Either the vaccinations would be given with no explanation to the girls of the fact that HPV is a sexually transmitted infection in which case most girls would make no connection – either positive or negative – between the vaccine and sexual activity OR – obviously the option we favoured – the vaccination programme would be used as an opportunity to do some sexual health promotion. This work would:
  • celebrate the fact that this vaccine could prevent the majority of deaths from cervical cancer 
  • encourage girls to have regular pap or 'smear' tests once they are old enough 
  • talk about minimising risk factors for other cancers and the importance of regular breast checks for adult women and testicular checks for men
  • outline the risks for men of contracting HPV 
  • emphasise that the vaccination does not give them protection against any of the other panoply of STIs or, of course, against pregnancy. 
I haven’t found much information about what education or information is being provided alongside the vaccination, but this study suggests that offering and giving the vaccine has NOT changed young women’s sexual behaviour, turned them into wild nymphomaniacs; or caused them to throw their condoms on the bonfire and caution to the wind.

Today this article reports on schools that are not providing the vaccination because ‘their pupils follow strict Christian principles and do not have sex outside marriage’. So, first the vaccination was rejected because it would promote unsafe sexual behaviour and now it is rejected because pupils in some schools don’t need it as they will definitely not have sex outside of marriage.

Even if it was true that girls who commit to chastity in their early teens don’t ever end up having pre-marital or extra-marital sex (clue: it isn’t), it doesn’t take account of the fact that an abstinent girl can be raped, can be coerced into sex, or can marry a man who has previously had sex and is infected with HPV. 

Approximately 1,000 women in the UK die each year from cervical cancer. Clearly the schools that are rejecting the vaccination think that this is a risk worth taking....

1 comment:

  1. This is a great piece, and I'm just trying to keep my thoughts straight on an issue that makes me want to gnash my teeth. Just to throw in a couple of extra thoughts..

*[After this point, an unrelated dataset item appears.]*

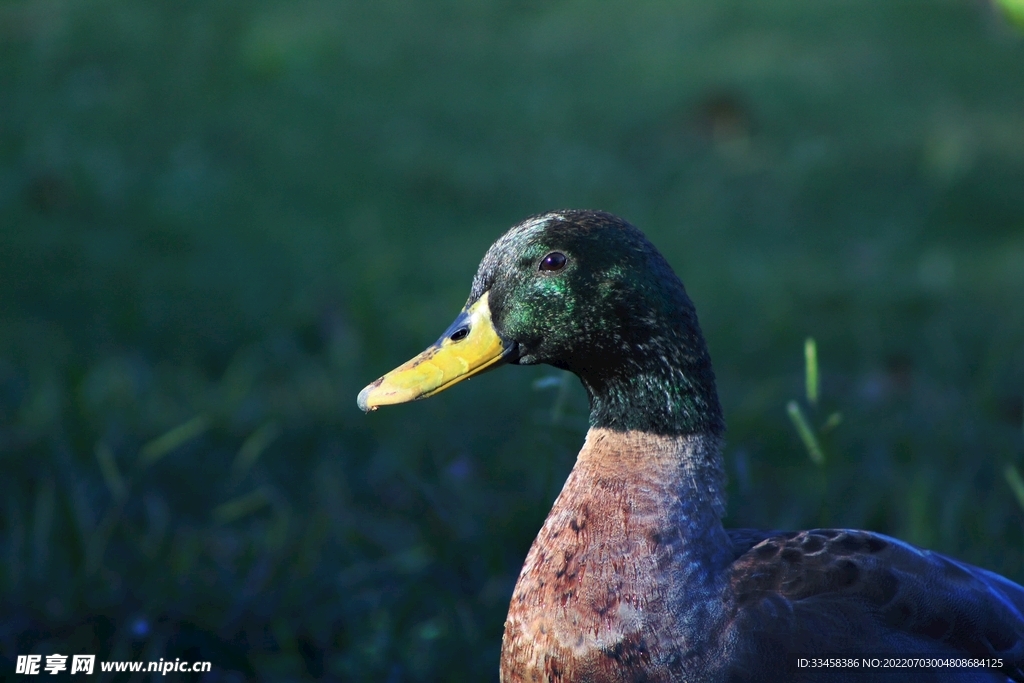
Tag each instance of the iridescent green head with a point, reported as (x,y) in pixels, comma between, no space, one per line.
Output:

    The article has thrown up a few of the big pharma conspiracy theorists today. GSK and Gardasil as corporate entities have some unpleasant tactics, that's for sure; but they are fundamentally motivated by health economics. If the products they create can save lives and treatment costs, then that makes them money. The decision to introduce HPV screening in the UK was also a question of health economics, but it was also dependent upon getting widespread coverage of the vaccine. I believe that opt-out on an individual level should be available (some US states got this wrong) because that's an essential component of medical consent. Furthermore, even young girls have shown that they're absolutely able to understand the implications and nature of the HPV vaccine (I did a bit of work on it). However, institutions opting out of it: no way.

    And telling them that they're allowed to get it outside of school is no excuse. It needs three doses to be effective: that's three trips to the doctors that the parent needs to organise, in school time no doubt. The reason that this is given in school is to break down access to services as a barrier, and not having that disadvantages the future health of these women.

    Back to health economics (which isn't a dirty word: it's what keeps the NHS running. It's just about getting value for money out of use of treatments). The best case scenario is herd immunity against HPV. If we can achieve that, in the future we may be able to change our approach to screening without endangering lives, and wipe out the 70% of cancers that HPV would cause in the current cohort. Entire swathes of people opting out at the whim of institutions endangers the health economic model however. These people aren't just endangering the health of the students in question, but by potentially keeping the virus in circulation they're a danger to the other women who slip through the cracks.

    To return to an earlier point, there was a secondary controversial issue during the introduction of the vaccine. Should we tell young women about the nature of the vaccine, or just treat it as another routine school injection? And we saw that yes, they can absorb that information, they can make up their own mind, and no, it isn't going to make them go off and sleep with everyone in sight, or sexualise them, or whatever. A model of consent that treated these women as active decision-makers and sought to provide them with objective information on the vaccine was clearly the way to go; I can't see any argument for allowing the school to make this decision for them.